If you actually liked reading JCW's bloviations then you'll probably like at least some of his books. His two biggest problems are that he likes to LARP as GK Chesterton and he doesn't have access to a top-tier editor since he fell out with Tor. But he's got real talent.

His best books are The Golden Age trilogy and Awake in the Night Land. Green Knight's Squire is also a good take on the niche "paladin subgenre" because he's both familiar with the original source material and an unironic Catholic fanatic.

Greg Egan's Permutation City has some pretty good speculative biology if you're looking for a recent entry into the genre.

Nice argument, bro.

Becky Chambers writes from the soft perspective but it's really quite enjoyable.
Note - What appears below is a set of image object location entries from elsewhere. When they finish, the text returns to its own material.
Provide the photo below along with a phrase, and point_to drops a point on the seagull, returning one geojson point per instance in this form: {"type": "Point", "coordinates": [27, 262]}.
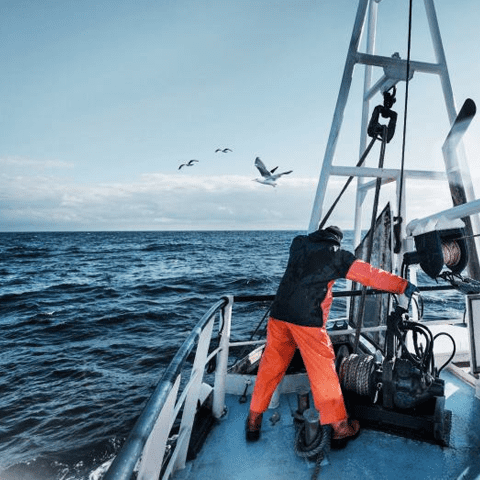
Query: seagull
{"type": "Point", "coordinates": [267, 175]}
{"type": "Point", "coordinates": [188, 164]}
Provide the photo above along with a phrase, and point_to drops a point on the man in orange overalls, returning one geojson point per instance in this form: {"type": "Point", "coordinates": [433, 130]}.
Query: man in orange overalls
{"type": "Point", "coordinates": [298, 318]}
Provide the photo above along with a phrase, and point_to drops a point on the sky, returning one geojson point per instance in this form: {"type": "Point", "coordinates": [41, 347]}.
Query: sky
{"type": "Point", "coordinates": [101, 101]}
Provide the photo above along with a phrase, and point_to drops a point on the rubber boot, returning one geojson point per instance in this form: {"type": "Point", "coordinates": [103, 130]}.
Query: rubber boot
{"type": "Point", "coordinates": [253, 426]}
{"type": "Point", "coordinates": [343, 432]}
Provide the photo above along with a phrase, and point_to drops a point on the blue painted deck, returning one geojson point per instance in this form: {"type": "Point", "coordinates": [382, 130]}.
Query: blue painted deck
{"type": "Point", "coordinates": [373, 455]}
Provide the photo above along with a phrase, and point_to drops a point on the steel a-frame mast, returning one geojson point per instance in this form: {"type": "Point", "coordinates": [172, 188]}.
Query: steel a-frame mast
{"type": "Point", "coordinates": [395, 70]}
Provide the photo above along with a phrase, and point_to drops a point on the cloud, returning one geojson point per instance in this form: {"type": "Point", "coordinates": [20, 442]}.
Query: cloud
{"type": "Point", "coordinates": [38, 196]}
{"type": "Point", "coordinates": [38, 201]}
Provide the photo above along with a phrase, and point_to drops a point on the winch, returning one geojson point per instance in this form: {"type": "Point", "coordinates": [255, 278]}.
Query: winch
{"type": "Point", "coordinates": [401, 392]}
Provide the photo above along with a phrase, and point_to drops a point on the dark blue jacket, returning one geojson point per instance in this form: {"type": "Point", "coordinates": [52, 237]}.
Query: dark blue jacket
{"type": "Point", "coordinates": [315, 260]}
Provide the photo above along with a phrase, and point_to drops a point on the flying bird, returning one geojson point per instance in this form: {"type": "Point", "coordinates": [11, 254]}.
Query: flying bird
{"type": "Point", "coordinates": [188, 164]}
{"type": "Point", "coordinates": [268, 178]}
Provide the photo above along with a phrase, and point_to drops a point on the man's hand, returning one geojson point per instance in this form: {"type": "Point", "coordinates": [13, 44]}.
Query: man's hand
{"type": "Point", "coordinates": [410, 290]}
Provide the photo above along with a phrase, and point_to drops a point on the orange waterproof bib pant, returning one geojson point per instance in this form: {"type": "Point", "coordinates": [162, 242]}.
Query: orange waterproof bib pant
{"type": "Point", "coordinates": [316, 349]}
{"type": "Point", "coordinates": [319, 359]}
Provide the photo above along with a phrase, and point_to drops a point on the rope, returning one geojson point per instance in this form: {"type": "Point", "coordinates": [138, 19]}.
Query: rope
{"type": "Point", "coordinates": [407, 82]}
{"type": "Point", "coordinates": [467, 286]}
{"type": "Point", "coordinates": [370, 237]}
{"type": "Point", "coordinates": [317, 449]}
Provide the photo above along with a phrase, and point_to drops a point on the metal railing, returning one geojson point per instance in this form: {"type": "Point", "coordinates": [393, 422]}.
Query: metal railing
{"type": "Point", "coordinates": [145, 447]}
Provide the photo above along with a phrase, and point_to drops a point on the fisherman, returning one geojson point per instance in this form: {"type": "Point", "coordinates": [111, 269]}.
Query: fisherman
{"type": "Point", "coordinates": [298, 318]}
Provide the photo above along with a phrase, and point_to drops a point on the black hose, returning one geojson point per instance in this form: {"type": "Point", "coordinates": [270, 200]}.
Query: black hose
{"type": "Point", "coordinates": [453, 353]}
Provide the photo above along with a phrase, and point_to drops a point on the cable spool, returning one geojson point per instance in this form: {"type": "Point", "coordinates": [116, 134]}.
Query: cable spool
{"type": "Point", "coordinates": [357, 374]}
{"type": "Point", "coordinates": [452, 253]}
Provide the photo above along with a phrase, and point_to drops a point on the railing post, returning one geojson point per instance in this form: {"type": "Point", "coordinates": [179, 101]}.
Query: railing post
{"type": "Point", "coordinates": [222, 361]}
{"type": "Point", "coordinates": [190, 407]}
{"type": "Point", "coordinates": [154, 451]}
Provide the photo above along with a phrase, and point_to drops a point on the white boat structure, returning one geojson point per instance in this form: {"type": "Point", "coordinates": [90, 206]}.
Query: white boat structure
{"type": "Point", "coordinates": [414, 386]}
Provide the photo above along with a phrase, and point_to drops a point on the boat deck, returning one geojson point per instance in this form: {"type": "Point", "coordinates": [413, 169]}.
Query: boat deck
{"type": "Point", "coordinates": [373, 455]}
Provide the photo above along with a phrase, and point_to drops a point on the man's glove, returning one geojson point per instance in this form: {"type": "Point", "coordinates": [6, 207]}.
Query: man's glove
{"type": "Point", "coordinates": [410, 290]}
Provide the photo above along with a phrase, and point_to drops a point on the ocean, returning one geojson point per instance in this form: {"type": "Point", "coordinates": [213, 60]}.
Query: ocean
{"type": "Point", "coordinates": [90, 320]}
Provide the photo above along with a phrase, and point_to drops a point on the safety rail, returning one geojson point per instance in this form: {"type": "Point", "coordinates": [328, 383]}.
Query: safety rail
{"type": "Point", "coordinates": [145, 447]}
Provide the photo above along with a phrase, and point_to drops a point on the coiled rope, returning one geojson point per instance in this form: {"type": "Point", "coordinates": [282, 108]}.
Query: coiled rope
{"type": "Point", "coordinates": [317, 449]}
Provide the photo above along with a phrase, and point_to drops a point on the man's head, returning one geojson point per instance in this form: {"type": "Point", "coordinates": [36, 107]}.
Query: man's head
{"type": "Point", "coordinates": [334, 233]}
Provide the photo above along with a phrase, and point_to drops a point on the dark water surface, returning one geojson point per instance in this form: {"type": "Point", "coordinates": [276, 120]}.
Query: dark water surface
{"type": "Point", "coordinates": [90, 320]}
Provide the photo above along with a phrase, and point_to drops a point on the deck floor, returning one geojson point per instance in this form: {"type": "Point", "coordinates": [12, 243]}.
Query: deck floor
{"type": "Point", "coordinates": [373, 455]}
>everybody who disagrees with me is a pseudo and from /pol/
Christ, get a grip you giant faggot. The novel is a giant piece of shit and resulting to ad hominem on any who disagree with you shows how high your opinions truly matter

Also learn to format your posts redditfag

The TBP couldn't come out of America anymore. It is wildly imaginative in the truest sense, but because of that large parts of it are eye-roll worthy. I'd argue for The Windup Girl which is just at 10 years. A great bit of foundational biopunk, not poorly written, rather prescient as we close the crispr revolution.

/pol/ is gay as fuck but i genuinely laughed at this

Teehee, would that be so naughty?..

It's an opinion but if you want an argument 90% of the book is filled with evolutionary philology, and they is the cringiest psedu science today. And you can go on, the MC is really shit with nothing there to make him even remotely interesting, some shit vapire bullshit.
May the alien and the end and the only good parts.